La mercuriale de ces derniers jours reste marquée par une hausse des prix sur de nombreux légumes très prisés par les ménages. Mais c’est surtout la pomme de terre, la plus demandée par les foyers, qui détient la palme puisqu’elle est affichée sur les étals des marchés de la capitale à 80 DA le kilogramme, voire 90 DA, chez certains détaillants. S’ensuit le piment doux proposé entre 150 et 180 DA le kilo, les haricots verts et la salade, 250 DA, la tomate, cédée à 120 DA, contre 90 DA, il y a dix jours.
Par contre, d’autres produits maraîchers frais, comme la carotte, la betterave, la courgette et le concombre, leurs prix restent stables. C’est pour dire, qu’en somme, une telle mercuriale met dans l’inconfort une grande frange de la population aux revenus modestes. Comme on peut avancer que cette cherté des prix sur les marchés des fruits et légumes a fini par exacerber beaucoup de citoyens. Et comment ne pas l’être devant une augmentation qui, à leurs yeux, ne peut se justifier si ce n’est de pointer du doigt les spéculateurs toujours à l’affût de la moindre occasion pour faire grimper les prix, aidés en cela par le gros appétit à vouloir gagner plus des intervenants en amont à en aval du circuit production-commercialisation. C’est devenu en effet une réalité de terrain récurrente.

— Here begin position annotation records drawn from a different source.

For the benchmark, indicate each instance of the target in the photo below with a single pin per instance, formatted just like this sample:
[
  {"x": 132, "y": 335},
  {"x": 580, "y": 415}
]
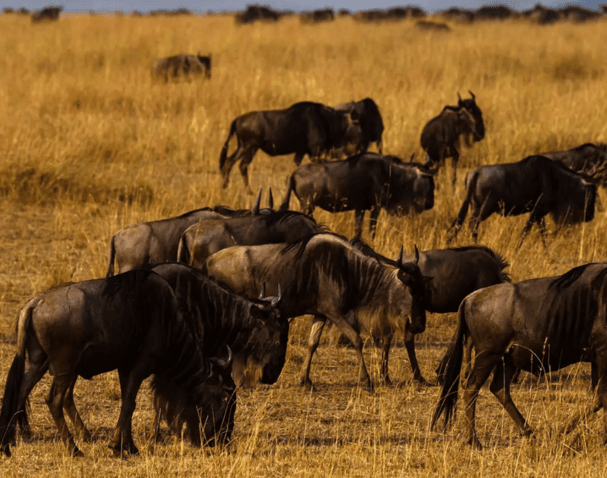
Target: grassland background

La régulation du marché des fruits et légumes aux abonnés absents
Cependant, du côté des ministères de l’Agriculture et du Commerce, parties prenantes dans les circuits suscités, c’est chaque fois le même son de cloche. Pour le premier on invoque, chaque fois qu’il y a une hausse du prix de la pomme de terre, la période de soudure entre les deux grandes périodes de récolte, avec comme résultat une offre sur le marché très en deçà par rapport à la demande. Et pour rassurer les citoyens on annonce que «des quantités importantes de pommes de terre issues des chambres froides vont inonder le marché de sorte à annihiler la spéculation sur la tubercule fraîche, provenant de régions du pays où la cueillette est précoce, mais dont la production est nettement inférieure à la demande sur le marché de gros». Mais toujours est-il que la pomme de terre issue des chambres froides reste boudée par les ménages parce qu’elle a été mal conservée. Autrement dit, son aspect repoussant incite le citoyen à tourner le dos à cette pomme de terre mal réfrigérée pour se rabattre sur celle plus fraîche en dépit de sa cherté.
Concernant les autres légumes dont le prix flambe par période de l’année, là aussi, on invoque qu’ils ne sont pas de saison. Un argument qui de loin ne tient pas la route pour la simple raison que la pratique de la culture sous serre offre la possibilité aux maraîchers de produire à longueur de saisons. Du coup, il est facile de déduire que certains collecteurs livreurs, maillon important dans le circuit, car ce sont eux qui approvisionnent les marchés de gros des fruits et légumes, imposent leur diktat en décidant à leur guise des prix à pratiquer.
Quant aux responsables de la régulation du marché du ministère du Commerce, ils se contentent de mener des opérations de contrôle sporadiques, là ils ont eu vent que de grosses quantités de fruits et légumes sont stockées à des fins spéculatives. Ces contrôles se soldent par des saisies alors que des quantités importantes échappent à la vigilance des agents de contrôle relevant des services de la régulation.
Ceci dit, à la cherté des prix des légumes de large consommation, comme détaillé auparavant, sont venues s’ajouter les fluctuations à la hausse des prix des produits carnés (viande blanche et rouge ) et aussi la longue liste de produits alimentaires manufacturés, qui ont connu cette année, eux aussi, une hausse des prix sur les étals des commerces. En somme, la conjugaison des hausses des prix des produits alimentaires de base est devenue par la force des choses un défi que doit relever au quotidien une très large couche de la population.